While this looks like the ruins of an old building, it is actually a natural formation. Borgarbrík, or "Castle Rock," is actually an example of a volcanic dike. An impressive group of basalt columns along with a spectacular backdrop.
Hiking around the southern part of the island is a delight. There are three marked trails: green, yellow, and red. The "red" trail is the longest and most scenic. It will take you around the perimeter of the accessible part of the island (the northern part is privately owned and off-limits to tourists). I'll let the photos speak for themselves as for the views you get.
Along the hiking trail, you can see the remnants of an ancient farm. While no record exists of when this farm was actually active, a record from 1712 indicates the farm had been abandoned "a long time ago..." Obviously, erosion has taken its toll over the centuries, and what's left of the foundation is partially submerged. It's still amazing to take a look at, though.
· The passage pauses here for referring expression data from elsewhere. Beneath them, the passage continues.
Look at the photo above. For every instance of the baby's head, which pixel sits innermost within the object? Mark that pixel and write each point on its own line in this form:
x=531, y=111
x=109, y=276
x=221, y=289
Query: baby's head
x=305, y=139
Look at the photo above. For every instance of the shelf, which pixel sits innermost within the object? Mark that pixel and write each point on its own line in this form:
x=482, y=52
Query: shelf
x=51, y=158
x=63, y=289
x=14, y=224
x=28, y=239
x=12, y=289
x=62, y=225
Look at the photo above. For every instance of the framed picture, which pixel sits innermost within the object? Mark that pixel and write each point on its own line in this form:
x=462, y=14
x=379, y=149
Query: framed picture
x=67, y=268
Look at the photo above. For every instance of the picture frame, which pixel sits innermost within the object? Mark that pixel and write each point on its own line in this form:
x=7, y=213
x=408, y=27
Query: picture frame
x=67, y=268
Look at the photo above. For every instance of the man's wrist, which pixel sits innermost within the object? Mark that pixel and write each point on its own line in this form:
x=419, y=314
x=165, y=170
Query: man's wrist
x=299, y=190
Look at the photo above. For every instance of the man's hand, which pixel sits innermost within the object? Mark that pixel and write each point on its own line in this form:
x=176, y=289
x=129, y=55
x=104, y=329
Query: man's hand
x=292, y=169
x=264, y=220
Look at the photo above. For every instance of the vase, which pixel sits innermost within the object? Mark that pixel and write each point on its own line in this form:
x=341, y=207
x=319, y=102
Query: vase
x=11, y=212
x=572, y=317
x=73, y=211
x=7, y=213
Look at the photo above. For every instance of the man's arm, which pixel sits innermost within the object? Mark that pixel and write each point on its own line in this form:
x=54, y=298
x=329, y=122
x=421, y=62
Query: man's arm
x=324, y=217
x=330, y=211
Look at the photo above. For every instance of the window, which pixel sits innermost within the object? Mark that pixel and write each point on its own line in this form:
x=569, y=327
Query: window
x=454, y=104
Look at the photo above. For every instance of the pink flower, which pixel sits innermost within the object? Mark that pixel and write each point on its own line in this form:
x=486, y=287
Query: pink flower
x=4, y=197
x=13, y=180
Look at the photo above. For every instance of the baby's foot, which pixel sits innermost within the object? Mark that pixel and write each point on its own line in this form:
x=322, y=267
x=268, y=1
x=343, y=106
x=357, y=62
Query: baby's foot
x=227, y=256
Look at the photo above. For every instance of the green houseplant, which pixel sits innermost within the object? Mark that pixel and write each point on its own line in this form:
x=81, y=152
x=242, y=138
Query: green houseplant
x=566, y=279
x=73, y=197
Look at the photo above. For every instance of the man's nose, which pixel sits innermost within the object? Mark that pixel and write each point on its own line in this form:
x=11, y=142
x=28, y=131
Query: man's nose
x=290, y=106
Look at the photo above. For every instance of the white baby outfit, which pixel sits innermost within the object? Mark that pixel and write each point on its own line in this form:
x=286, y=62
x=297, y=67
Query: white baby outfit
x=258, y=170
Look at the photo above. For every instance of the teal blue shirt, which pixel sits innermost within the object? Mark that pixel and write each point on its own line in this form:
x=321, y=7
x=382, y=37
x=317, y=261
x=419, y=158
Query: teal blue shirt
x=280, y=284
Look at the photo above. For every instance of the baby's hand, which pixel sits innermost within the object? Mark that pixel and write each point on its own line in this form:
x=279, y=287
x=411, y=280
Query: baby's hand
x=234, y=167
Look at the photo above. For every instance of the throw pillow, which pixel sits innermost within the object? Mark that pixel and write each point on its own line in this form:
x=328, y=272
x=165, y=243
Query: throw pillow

The Hrísey Church is quite interesting to look at from the outside. Enjoy the wooden structure along with its striking backdrop. Unfortunately, the church was locked when we visited. Perhaps you'll have better luck and be able to view the interior. Given the fine weather, we didn't mind all that much staying outside...
The best purpose, why to visit Hrisey is watching birds. Birds on this island are protected, so the are not afraid of people. You can see a moorfowl, whitch is popular like a Christmas dinner, a longbill or a sea swallow.
And it is very easy to get to Hrisey, because ferry leaves Arskogssandur's harbour every hour.